RWTY: R We There Yet?

This package implements various tests, visualizations, and metrics for diagnosing convergence and mixing of MCMC chains in phylogenetics. It implements and automates many of the functions of the AWTY package in the R environment. It also adds a number of new functions not available in AWTY.

Citation

Warren D.L., A.J. Geneva, and R. Lanfear. 2017. RWTY (R We There Yet): An R package for examining convergence of Bayesian phylogenetic analyses. Molecular Biology and Evolution 34:1016-1020. doi: 10.1093/molbev/msw279

Support

For help with RWTY problems, please check out the Google Group for RWTY.

Installation

At present, RWTY is downloadable from https://github.com/danlwarren/RWTY. There are multiple ways to download it. The easiest is to use devtools and install from GitHub.

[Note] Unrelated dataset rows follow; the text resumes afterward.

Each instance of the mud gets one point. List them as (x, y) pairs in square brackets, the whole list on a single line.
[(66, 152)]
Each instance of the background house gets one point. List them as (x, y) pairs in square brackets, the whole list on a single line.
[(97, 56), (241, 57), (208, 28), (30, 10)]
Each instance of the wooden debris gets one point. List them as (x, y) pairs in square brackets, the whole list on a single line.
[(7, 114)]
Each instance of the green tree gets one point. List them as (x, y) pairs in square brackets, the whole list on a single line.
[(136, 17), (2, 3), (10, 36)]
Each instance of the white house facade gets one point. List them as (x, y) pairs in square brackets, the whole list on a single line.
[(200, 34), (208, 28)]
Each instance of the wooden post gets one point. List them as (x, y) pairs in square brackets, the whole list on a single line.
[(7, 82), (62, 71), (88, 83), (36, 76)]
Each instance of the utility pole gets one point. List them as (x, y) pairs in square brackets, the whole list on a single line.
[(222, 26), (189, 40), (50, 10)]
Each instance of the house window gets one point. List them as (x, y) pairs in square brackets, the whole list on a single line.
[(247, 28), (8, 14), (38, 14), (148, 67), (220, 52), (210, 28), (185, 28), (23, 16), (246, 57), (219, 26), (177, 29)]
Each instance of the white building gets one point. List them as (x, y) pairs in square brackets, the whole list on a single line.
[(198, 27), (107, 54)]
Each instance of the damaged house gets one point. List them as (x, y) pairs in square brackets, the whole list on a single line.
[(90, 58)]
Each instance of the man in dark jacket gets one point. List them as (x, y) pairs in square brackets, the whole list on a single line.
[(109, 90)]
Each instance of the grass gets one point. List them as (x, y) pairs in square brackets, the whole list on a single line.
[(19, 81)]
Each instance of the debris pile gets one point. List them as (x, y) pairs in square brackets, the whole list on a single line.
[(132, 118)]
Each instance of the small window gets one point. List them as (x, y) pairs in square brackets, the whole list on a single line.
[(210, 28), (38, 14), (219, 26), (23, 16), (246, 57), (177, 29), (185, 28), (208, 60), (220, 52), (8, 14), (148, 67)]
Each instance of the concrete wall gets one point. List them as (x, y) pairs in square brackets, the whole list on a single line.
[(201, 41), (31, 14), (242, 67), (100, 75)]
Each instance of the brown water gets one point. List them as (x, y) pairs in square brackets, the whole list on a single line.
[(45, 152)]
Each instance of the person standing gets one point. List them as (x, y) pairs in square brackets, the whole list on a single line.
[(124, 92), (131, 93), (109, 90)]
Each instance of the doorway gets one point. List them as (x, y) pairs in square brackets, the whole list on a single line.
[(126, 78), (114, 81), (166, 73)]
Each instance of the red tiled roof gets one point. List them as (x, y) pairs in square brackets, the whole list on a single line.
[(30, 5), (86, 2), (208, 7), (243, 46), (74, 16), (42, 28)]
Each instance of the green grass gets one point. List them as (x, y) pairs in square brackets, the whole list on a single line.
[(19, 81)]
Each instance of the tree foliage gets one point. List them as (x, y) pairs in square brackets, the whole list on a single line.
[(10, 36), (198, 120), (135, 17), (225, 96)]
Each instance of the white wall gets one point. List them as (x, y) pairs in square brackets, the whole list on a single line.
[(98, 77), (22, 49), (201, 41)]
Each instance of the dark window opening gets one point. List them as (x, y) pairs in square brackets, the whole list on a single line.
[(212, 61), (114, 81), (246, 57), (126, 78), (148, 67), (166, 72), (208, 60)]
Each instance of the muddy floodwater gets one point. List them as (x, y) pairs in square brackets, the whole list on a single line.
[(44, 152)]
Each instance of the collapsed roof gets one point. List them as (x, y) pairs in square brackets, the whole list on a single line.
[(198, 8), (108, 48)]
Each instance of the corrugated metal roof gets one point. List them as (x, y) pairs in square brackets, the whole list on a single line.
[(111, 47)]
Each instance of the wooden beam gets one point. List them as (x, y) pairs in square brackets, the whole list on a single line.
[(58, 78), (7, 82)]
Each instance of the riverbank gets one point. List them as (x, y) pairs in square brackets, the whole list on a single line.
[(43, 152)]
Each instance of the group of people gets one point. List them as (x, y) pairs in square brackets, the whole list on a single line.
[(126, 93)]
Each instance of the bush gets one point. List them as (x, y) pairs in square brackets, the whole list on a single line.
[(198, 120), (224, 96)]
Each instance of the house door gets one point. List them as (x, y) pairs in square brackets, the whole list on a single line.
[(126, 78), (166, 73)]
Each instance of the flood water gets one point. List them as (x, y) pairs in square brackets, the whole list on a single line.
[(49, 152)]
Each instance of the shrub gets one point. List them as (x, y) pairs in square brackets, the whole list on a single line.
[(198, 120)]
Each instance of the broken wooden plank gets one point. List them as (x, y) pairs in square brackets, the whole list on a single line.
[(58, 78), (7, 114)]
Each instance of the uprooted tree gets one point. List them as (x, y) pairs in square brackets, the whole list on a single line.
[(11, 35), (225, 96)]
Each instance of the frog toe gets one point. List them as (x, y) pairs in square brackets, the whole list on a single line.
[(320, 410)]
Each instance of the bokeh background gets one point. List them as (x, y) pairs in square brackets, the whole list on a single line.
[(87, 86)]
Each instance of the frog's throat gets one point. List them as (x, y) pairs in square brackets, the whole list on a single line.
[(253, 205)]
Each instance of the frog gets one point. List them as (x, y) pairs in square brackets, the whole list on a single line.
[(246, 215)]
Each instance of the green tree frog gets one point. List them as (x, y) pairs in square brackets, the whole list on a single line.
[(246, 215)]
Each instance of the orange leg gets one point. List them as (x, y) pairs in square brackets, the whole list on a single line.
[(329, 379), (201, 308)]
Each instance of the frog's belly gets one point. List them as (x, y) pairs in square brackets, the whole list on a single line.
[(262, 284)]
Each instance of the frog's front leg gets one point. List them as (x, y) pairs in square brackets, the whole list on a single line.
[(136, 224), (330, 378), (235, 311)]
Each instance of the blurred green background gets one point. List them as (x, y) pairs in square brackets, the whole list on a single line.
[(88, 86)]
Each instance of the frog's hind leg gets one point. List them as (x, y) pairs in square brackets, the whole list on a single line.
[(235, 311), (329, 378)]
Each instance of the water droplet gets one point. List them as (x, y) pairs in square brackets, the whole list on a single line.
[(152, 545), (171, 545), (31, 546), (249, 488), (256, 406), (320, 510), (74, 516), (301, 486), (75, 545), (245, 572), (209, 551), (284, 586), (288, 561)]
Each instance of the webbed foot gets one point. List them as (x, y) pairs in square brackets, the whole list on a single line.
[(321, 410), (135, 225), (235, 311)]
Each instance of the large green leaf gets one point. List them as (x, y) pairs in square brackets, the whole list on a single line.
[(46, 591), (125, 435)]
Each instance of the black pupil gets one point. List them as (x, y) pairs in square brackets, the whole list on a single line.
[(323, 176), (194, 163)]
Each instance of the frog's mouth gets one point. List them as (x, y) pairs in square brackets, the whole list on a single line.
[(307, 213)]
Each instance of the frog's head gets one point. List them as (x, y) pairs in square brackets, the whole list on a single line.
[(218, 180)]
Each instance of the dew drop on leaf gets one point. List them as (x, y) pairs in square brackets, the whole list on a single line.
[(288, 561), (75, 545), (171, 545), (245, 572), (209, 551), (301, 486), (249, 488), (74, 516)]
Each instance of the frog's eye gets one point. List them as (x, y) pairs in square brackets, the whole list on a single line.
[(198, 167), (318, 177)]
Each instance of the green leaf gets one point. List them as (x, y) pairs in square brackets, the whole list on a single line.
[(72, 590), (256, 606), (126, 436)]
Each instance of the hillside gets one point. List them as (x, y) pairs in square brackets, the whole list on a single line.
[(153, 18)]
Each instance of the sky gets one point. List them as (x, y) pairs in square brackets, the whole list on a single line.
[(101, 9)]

Installing from GitHub using devtools

Run the following code from your R console:

install.packages("devtools")
library(devtools)
install_github("danlwarren/RWTY")
library(rwty)

Install from zip file

A zipped version of the package is available at https://github.com/danlwarren/RWTY/archive/master.zip. To install from the zip file, download a copy of it to your system. Once it's finished downloading, type the following (where PATH is the path to the zip file):

install.packages("devtools")
library(devtools)
install_local("PATH")
library(rwty)

Setting the number of cores

Some of the calculations RWTY performs benefit from the availability of multiple processor cores. To set the number of cores used by RWTY, all you need to do is assign a global variable called "rwty.processors".

rwty.processors <<- 8

If no rwty.processors object exists in the global environment, RWTY will default to using N-1 cores, where N is the total number available on your system. Due to the limits of R's internal parallelization, this functionality is not available on Windows computers.

Interacting with RWTY

RWTY works with lists of rwty.chain objects. Each rwty.chain object contains outputs from a single Bayesian phylogenetic MCMC analysis, e.g. from BEAST or MrBayes. A rwty.chain object must contain the tree topologies from the chain (e.g. from the .t file from MrBayes), and can optionally contain the continuous parameters as well (e.g. from the .p file from MrBayes). A list of rwty.chain objects should all come from analyses of the same taxa. Most often, a list of rwty.chain objects will contain multiple independent replicates of a single MCMC analysis, but it could also contain independent MCMC analyses of different loci from the same set of taxa, or a combination of both (e.g. 4 replicate analyses of 3 different loci).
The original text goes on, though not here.